May. 24, 2013 8:58 am
Iowa voters will want to brace themselves for a barrage of advertising as a field of largely unknown candidates seeks their support for what pollsters find to be a wide-open U.S. Senate race in 2014.
The race, according to a Quinnipiac University Poll released Friday morning, “at this point features a bunch of candidates who are unknown to most Iowa voters.”
That's not the case with the field of potential candidates for president in 2016. If the election were today, Iowa voters would back former Secretary of State Hillary Clinton over Republican Sens. Marco Rubio of Florida or Rand Paul of Kentucky.
However, Paul, who visited Iowa earlier this month, would top Vice President Joseph Biden. Rubio and Biden are tied in Iowa at this time, Quinnipiac found during live interviews of 1,411 registered voters from May 15-21.
Quinnipiac called land lines and cellphones. The poll has a margin of error of plus or minus 2.6 percentage points.
In the race to succeed retiring U.S. Sen. Tom Harkin in 2014, Quinnipiac found that the decision by better-known candidates – U.S. Reps. Tom Latham and Steve King, for example -- not to seek the seat “leaves a group of potential candidates so unknown to voters that more than half don't know enough about any of them to have an opinion.”
The best-known among them is 1st District Rep. Bruce Braley, a Waterloo Democrat – and the only candidate to have formally entered the race and who is actively campaigning.
Braley, a trial attorney, is viewed favorably by 27 percent of Iowa voters and unfavorably by 14 percent. A majority, 57 percent, don't know enough about him to form an opinion, the poll found. Even among Democrats, only 41 percent have a favorable view of the fourth-term congressman and 52 percent said they didn't know enough about Braley to form an opinion.

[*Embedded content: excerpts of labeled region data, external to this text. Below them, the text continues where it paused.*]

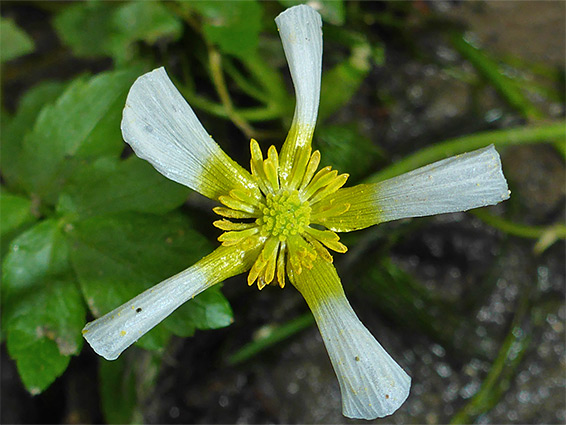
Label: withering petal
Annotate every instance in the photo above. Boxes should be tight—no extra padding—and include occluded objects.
[275,5,322,184]
[122,67,257,200]
[83,240,264,360]
[320,146,509,232]
[290,258,411,419]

On the GOP side of the ballot, the percentages of Iowa voters who don't know enough about them to form an opinion of Matt Whitaker, Joni Ernst, Matt Schultz, David Young and A.J. Spiker ranges from 81 to 94 percent.
“Iowans can look forward to a lot of television ads as all these candidates try to introduce themselves to the folks who have no idea who they are,” said Peter Brown, assistant director of the Quinnipiac University Polling Institute. “Braley is clearly better known than the Republicans, but he too is an unknown to a majority of Iowa voters.”
Schultz, a first-term secretary of state, is the only one of the Republicans to hit double digits in his favorability ranking. But he hit just 13 percent among the GOP polled and the percentage of Republicans who said they didn't know enough to form an opinion was higher – 84 percent – than the percentage of all respondents who don't know him – 81 percent.
On the other hand, Quinnipiac found the unfavorability ratings for the GOP field ranged from 2 percent to 7 percent.